Tu dors moins bien avant tes règles ? Tu n'es pas la seule. Beaucoup de femmes remarquent que leur capacité à s'endormir ou à dormir toute la nuit varie en fonction de la phase de leur cycle. Souvent, ces changements sont étroitement liés à ton cycle hormonal.
Comment les hormones régulent ton sommeil
Ton cycle menstruel influence bien plus que tes règles. Ton rythme veille-sommeil est lui aussi très sensible aux fluctuations hormonales.
Deux hormones en particulier jouent un rôle central :
- la progestéronea un effet apaisant et peut favoriser le sommeil.
- Les œstrogènesfavorisent la qualité du sommeil et régulent, entre autres, la température corporelle.
Ces hormones varient au cours de ton cycle – et c’est précisément ce qui peut expliquer pourquoi tu dors mieux à certaines phases qu’à d’autres.
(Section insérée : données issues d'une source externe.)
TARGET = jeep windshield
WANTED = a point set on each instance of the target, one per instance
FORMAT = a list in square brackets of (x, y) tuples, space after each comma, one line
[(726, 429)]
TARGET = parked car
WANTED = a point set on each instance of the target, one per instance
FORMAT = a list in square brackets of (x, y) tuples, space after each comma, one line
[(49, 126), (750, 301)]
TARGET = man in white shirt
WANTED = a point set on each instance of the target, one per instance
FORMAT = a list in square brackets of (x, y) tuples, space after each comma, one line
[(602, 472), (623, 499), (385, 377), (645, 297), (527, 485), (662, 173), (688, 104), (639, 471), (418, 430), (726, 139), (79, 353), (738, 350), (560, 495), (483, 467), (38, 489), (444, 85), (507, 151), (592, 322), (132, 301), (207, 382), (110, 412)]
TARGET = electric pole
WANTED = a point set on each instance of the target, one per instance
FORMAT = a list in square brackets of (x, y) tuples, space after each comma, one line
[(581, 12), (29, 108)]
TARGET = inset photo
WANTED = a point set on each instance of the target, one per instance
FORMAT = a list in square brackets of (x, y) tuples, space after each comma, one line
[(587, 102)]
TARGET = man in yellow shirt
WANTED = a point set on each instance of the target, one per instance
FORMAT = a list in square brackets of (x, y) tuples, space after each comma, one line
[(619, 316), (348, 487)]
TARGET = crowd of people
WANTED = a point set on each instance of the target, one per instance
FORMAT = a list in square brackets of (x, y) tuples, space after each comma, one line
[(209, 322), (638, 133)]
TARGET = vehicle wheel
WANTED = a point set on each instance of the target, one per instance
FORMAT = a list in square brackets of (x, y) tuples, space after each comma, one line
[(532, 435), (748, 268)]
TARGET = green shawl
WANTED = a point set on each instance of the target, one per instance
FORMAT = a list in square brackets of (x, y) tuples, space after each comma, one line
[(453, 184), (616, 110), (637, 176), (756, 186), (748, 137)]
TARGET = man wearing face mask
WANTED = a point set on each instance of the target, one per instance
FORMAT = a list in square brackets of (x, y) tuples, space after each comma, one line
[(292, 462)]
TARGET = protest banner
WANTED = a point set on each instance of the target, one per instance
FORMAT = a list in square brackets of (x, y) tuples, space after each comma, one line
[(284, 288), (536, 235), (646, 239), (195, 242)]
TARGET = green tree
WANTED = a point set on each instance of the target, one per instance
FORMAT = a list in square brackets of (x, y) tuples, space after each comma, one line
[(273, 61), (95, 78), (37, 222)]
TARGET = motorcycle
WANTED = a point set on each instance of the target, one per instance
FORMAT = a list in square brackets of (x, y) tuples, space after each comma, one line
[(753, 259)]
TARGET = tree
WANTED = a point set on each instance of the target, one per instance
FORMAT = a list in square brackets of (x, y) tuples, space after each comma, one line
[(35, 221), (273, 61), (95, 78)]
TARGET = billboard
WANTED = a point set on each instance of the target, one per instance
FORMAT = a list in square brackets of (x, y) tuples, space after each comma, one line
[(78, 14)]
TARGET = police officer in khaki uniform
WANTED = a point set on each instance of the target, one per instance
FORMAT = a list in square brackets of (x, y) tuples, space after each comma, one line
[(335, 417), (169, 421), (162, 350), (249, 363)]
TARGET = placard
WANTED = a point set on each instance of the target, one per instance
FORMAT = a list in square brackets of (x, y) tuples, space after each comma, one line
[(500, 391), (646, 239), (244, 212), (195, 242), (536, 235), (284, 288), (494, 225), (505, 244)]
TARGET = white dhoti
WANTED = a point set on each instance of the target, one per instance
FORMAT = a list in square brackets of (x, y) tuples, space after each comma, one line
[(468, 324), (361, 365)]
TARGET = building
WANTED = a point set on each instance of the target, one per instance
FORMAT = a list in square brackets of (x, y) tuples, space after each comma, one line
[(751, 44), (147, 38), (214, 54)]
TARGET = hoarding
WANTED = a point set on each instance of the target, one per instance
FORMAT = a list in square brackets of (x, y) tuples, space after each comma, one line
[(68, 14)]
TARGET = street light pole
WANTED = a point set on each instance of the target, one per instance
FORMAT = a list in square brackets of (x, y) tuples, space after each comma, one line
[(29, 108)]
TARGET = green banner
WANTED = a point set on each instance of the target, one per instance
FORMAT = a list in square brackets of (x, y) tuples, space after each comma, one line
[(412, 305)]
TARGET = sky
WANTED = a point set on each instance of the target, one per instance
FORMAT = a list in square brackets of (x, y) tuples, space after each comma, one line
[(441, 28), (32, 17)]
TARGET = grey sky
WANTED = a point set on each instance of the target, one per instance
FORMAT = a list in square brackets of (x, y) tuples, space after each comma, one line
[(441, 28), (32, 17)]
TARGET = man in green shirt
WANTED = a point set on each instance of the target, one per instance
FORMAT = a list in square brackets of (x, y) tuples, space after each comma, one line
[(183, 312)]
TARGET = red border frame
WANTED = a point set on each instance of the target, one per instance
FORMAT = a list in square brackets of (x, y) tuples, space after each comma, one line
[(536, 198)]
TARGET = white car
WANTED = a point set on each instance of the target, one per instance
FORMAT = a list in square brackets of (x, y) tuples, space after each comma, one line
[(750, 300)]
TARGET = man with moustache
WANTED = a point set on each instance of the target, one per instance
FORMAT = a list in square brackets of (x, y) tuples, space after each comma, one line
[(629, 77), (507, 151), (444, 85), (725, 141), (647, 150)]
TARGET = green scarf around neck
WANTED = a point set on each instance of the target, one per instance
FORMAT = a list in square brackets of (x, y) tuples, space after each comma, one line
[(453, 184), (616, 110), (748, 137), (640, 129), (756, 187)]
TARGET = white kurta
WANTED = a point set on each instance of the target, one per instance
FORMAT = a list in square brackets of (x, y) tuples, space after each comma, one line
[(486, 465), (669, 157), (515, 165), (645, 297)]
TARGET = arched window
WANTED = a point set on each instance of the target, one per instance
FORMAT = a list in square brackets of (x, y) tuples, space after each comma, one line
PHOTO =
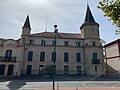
[(8, 55)]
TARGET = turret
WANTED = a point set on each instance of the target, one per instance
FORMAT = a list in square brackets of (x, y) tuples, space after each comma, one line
[(26, 27), (89, 29)]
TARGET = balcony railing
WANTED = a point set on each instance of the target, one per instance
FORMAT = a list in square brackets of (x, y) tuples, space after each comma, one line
[(4, 59), (95, 61)]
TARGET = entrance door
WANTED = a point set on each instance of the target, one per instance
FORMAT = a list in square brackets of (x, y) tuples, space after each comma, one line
[(2, 69), (78, 70), (8, 55), (10, 70), (29, 68), (41, 67)]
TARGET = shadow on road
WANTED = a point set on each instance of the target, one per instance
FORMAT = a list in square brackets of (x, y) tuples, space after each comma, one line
[(15, 85)]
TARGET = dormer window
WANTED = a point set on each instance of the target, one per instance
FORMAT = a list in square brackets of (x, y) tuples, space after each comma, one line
[(77, 44), (94, 44), (43, 42), (31, 42), (66, 43)]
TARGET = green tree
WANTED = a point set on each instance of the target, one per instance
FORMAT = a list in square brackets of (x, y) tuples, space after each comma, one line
[(111, 9)]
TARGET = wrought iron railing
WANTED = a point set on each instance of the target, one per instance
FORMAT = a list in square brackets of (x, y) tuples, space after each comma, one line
[(4, 59), (95, 61)]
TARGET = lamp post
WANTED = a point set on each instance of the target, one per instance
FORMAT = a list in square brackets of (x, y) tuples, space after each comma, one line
[(54, 55)]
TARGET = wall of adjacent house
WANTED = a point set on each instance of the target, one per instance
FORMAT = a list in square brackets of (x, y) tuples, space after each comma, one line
[(113, 60)]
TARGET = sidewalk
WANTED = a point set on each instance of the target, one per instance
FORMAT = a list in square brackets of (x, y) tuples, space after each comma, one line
[(80, 89)]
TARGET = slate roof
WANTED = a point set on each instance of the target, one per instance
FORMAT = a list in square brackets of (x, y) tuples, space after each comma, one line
[(59, 35), (27, 23), (89, 17)]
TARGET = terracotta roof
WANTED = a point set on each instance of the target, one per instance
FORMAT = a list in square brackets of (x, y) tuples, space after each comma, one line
[(89, 17), (111, 43), (27, 23), (59, 35)]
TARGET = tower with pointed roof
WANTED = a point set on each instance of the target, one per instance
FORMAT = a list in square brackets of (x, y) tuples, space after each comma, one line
[(93, 51), (26, 27), (89, 29)]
Phase folliculaire : sommeil plutôt stable
La phase folliculaire commence le premier jour de tes règles et dure jusqu’à l’ovulation. Pendant cette période, le taux d’œstrogènes augmente lentement, tandis que celui de progestérone reste encore faible.
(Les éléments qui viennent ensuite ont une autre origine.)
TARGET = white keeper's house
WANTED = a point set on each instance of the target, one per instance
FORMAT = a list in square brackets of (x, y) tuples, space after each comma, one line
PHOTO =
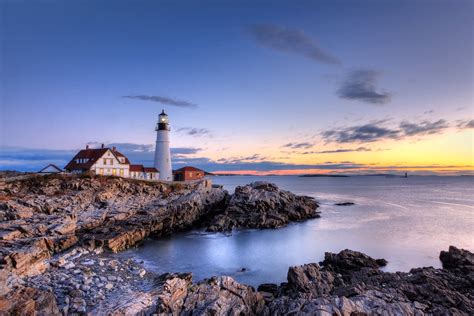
[(109, 162)]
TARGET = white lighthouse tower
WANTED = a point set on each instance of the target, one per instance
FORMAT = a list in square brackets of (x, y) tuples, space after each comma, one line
[(162, 149)]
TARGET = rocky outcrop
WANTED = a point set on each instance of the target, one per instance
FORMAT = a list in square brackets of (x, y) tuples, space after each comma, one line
[(85, 281), (47, 215), (263, 205), (351, 283)]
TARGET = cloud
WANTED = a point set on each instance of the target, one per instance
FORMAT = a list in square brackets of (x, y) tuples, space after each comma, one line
[(30, 159), (360, 85), (423, 128), (131, 147), (194, 131), (364, 133), (163, 100), (374, 131), (337, 151), (290, 41), (304, 145), (242, 159), (185, 150), (465, 124)]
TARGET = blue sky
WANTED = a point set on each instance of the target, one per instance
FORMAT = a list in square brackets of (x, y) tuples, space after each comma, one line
[(259, 75)]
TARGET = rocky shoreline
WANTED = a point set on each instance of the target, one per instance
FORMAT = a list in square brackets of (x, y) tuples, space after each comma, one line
[(57, 235)]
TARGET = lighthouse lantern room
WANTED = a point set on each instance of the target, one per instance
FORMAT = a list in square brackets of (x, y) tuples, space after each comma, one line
[(162, 149)]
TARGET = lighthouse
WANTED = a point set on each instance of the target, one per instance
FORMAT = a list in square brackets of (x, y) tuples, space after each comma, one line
[(162, 149)]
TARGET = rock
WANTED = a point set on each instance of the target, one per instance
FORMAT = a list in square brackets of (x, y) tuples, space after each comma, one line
[(29, 301), (457, 260), (263, 205), (269, 288), (349, 260), (222, 296), (344, 204)]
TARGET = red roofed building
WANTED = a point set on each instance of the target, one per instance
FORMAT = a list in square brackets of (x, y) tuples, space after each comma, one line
[(108, 162), (188, 173), (143, 173)]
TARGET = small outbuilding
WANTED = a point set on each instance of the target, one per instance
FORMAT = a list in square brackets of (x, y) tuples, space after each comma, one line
[(143, 173), (188, 173), (50, 169)]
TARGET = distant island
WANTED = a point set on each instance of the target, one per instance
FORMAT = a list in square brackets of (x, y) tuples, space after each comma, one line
[(324, 175)]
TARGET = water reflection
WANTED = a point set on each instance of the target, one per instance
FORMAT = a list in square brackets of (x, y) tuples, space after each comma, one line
[(407, 223)]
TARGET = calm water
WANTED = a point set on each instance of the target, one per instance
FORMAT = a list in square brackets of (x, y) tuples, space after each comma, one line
[(406, 221)]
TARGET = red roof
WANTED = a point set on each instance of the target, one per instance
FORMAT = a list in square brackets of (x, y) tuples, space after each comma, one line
[(136, 168), (92, 155), (150, 169), (140, 168), (188, 168)]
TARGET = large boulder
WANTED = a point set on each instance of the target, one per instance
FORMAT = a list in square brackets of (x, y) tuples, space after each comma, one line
[(263, 205)]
Beaucoup de femmes trouvent que cette phase est relativement stable :
- on s'endort plus facilement
- Le sommeil reste plus paisible
- L'énergie et l'humeur sont souvent plus équilibrées
Toutes les femmes ne la vivent pas de la même manière, mais pour beaucoup, c'est la période du cycle la plus « propice au sommeil ».
Phase lutéale : un sommeil de moins bonne qualité avant les règles
La phase lutéale commence après l'ovulation. Dans un premier temps, le taux de progestérone augmente, mais il redescend si aucune grossesse ne survient. Ce sont précisément ces changements hormonaux qui peuvent influencer le sommeil.
Les symptômes typiques observés pendant la seconde moitié du cycle sont les suivants :
- agitation intérieure
- irritabilité
- sautes d'humeur
- troubles physiques
Beaucoup de femmes rapportent qu’avant leurs règles, elles dorment moins bien, se réveillent plus souvent ou se sentent moins reposées le matin.
Pourquoi en est-il ainsi ?
Au cours de la phase lutéale, la température corporelle est légèrement plus élevée. Parallèlement, la baisse du taux de progestérone a un impact sur le système nerveux. Le corps est en quelque sorte soumis à une tension accrue, ce qui peut rendre l’endormissement plus difficile ou perturber le sommeil.
Le stress est également souvent ressenti plus intensément pendant cette phase, ce qui peut encore altérer la qualité du sommeil.
Que disent les études à ce sujet ?
Des études scientifiques montrent que les fluctuations hormonales peuvent effectivement avoir une influence sur la durée et la qualité du sommeil. C’est surtout dans les jours qui précèdent les règles que les troubles du sommeil sont plus fréquents – même chez les personnes ne présentant pas de symptômes marqués du syndrome prémenstruel (SPM).
Ce lien varie d’une personne à l’autre, mais s’explique facilement par des facteurs hormonaux.
Ce que tu peux faire concrètement
Identifier des schémas
Sur plusieurs cycles, observe à quel moment ton sommeil devient plus agité. Souvent, un schéma clair se dessine avant les règles.
Adapter sa routine du soir
Au cours de la deuxième moitié du cycle, beaucoup de femmes sont plus sensibles au stress. Passer une soirée volontairement calme peut aider à s'endormir plus facilement.
Fais attention à ta température corporelle
Comme ta température est légèrement plus élevée pendant la phase lutéale, une chambre plus fraîche peut favoriser le sommeil.
Prends tes troubles au sérieux
Si tes troubles du sommeil te pèsent beaucoup ou persistent sur une longue période, il est judicieux de consulter un médecin.
Conclusion : un sommeil en harmonie avec ton cycle
Ton sommeil évolue au fil de ton cycle menstruel – ce n’est pas un hasard. Alors que la phase folliculaire est souvent plus stable, la phase lutéale s’accompagne plus fréquemment d’agitation ou de difficultés à dormir d’une traite.
Si tu comprends dans quelle phase tu te trouves et comment ton corps réagit, tu peux y faire face de manière plus consciente – et mieux gérer ton sommeil.